Note that for a rocket to be classified as an “amateur rocket”, it must have a ballistic coefficient that is lower than 12 lbs/ square inch, limiting a 38mm dart to 21 lbs and a 29mm dart to 12.27 pounds. You can still do a lot within this limitation though.
January 26, 2007 at 5:46 am #44067
Warren B. MusselmanModeratorI was actually thinking about machining the dart body out of thin-wall stainless and using a solid nose. I have enough blueprints to actually duplicate the coupling transition if I can get the machinist where I work to turn his hand to it. Between the airframe, transition piece and nose, the dart will weigh in about 7#. Optimal weight is around 18-20# from the stuff I’ve read about the Loki.
I want to build a very lightweight booster of 3″ carbon aerosleeve with maybe a 3oz sanding veil. No phenolic inside. I have a deployment mechanism that involves logically ANDing the apogee outputs of an altimeter with a timer output and a microswitch that closes when the dart separates.

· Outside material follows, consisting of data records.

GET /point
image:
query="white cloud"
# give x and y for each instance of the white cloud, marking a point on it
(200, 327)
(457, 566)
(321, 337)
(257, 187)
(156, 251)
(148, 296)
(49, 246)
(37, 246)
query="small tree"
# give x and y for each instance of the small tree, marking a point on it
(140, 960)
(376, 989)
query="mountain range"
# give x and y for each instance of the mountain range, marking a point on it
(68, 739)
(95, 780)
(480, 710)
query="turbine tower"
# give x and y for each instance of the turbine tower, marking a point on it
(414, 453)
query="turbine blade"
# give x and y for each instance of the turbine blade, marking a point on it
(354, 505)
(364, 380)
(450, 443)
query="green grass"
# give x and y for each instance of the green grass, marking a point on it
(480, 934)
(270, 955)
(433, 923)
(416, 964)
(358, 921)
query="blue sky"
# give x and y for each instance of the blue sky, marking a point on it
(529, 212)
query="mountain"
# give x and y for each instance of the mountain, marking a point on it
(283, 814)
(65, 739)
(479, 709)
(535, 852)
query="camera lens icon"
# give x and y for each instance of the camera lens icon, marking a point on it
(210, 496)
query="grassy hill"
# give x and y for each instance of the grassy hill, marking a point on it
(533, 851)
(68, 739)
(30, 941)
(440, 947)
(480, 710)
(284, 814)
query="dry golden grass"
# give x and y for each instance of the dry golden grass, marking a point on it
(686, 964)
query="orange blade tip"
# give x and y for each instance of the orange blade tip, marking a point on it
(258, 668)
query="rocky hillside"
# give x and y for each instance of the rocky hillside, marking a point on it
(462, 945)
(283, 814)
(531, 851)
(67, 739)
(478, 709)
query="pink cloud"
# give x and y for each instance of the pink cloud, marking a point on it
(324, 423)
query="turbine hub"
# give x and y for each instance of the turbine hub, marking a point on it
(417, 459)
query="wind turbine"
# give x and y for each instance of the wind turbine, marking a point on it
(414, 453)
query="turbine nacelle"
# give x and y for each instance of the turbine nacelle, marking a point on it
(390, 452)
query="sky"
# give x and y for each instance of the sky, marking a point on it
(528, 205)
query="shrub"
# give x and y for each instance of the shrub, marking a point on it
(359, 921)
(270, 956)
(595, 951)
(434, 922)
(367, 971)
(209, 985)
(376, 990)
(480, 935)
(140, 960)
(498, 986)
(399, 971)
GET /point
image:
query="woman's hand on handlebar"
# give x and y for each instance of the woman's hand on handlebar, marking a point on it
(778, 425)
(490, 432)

With a machined aluminum transition section at the front and CF plate fins with say 3 layers of tip-2-tip carbon I can probably keep the weight below 5# not including the motor casing. The most important thing in drag separation is that the booster not only have a greater frontal area than the dart, it must have much less relative mass in order for the air drag on the booster to reliably separate them.
Are you sure about those figures? I’m using Morrow & Pines “Small Sounding Rockets” book and they say a total of 9,000 nSec of impulse. What you say makes more sense to me though.